Slant neck hosels have a forward-leaning bend that connects the shaft to the putter head. This design often produces a moderate toe hang, promoting a slight arc in the putting stroke. Slant neck hosels are commonly seen in both blade-style and mallet-style putters.
A single bend putter shaft has a minimal bend in the shaft about the width of half the shaft. This allows your hands to be slightly more in line with the ball. Almost all the single-bend putters are face balanced. A single-bend putter tends to be the best option for the golfer that wants a clean look at the address, one that sets them up for more accuracy and consistency. Lower handicap players like the single bend putter because it makes it easier to square the clubface up.
If you are a golfer with more of an arc style stroke, the flow neck could be a good choice for you. The flow neck has less offset.

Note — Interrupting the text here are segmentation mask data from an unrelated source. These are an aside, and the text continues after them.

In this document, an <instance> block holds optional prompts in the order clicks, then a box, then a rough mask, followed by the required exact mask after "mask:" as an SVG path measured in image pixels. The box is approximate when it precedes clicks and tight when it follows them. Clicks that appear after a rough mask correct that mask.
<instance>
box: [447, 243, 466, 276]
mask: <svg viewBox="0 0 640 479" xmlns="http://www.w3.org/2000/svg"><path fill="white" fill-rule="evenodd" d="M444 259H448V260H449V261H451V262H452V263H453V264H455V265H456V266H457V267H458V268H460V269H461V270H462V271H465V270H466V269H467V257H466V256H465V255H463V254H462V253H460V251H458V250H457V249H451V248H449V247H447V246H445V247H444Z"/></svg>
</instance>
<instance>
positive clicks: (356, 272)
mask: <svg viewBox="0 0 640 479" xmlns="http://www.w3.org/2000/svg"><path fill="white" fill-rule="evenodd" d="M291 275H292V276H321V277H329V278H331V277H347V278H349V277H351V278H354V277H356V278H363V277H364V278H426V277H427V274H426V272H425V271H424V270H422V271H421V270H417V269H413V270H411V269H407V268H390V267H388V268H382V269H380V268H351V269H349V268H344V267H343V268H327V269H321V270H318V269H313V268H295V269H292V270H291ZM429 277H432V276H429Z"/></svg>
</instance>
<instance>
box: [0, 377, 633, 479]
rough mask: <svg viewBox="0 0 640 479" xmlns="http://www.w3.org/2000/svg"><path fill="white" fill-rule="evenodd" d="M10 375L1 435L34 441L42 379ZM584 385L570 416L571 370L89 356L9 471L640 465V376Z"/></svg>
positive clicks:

In addition, the flow neck gives golfers more toe hang. Helps players stand a little further from the ball and ensure the putter is more square at impact. Won’t work well for a golfer that is more mechanical and less feel oriented.
In recent years, the short slant has become the most popular hosel type for modern TaylorMade putters. This Tour-proven design, used by the likes of Rory McIlory, Dustin Johnson and more, provides the best of both worlds.
It's very compact and helps dictate a wonderfully square face at address while also letting the golfer frame the ball very nicely. Because of its slight toe hang, it can be used either by golfers with a stacked setup (eyes over the ball) or players who stand more upright and produce an arced stroke (eyes inside the ball). The beauty is in the versatility. Players with an arced stroke (inside, square, inside) who opt for this hosel may benefit from adding length to their putter.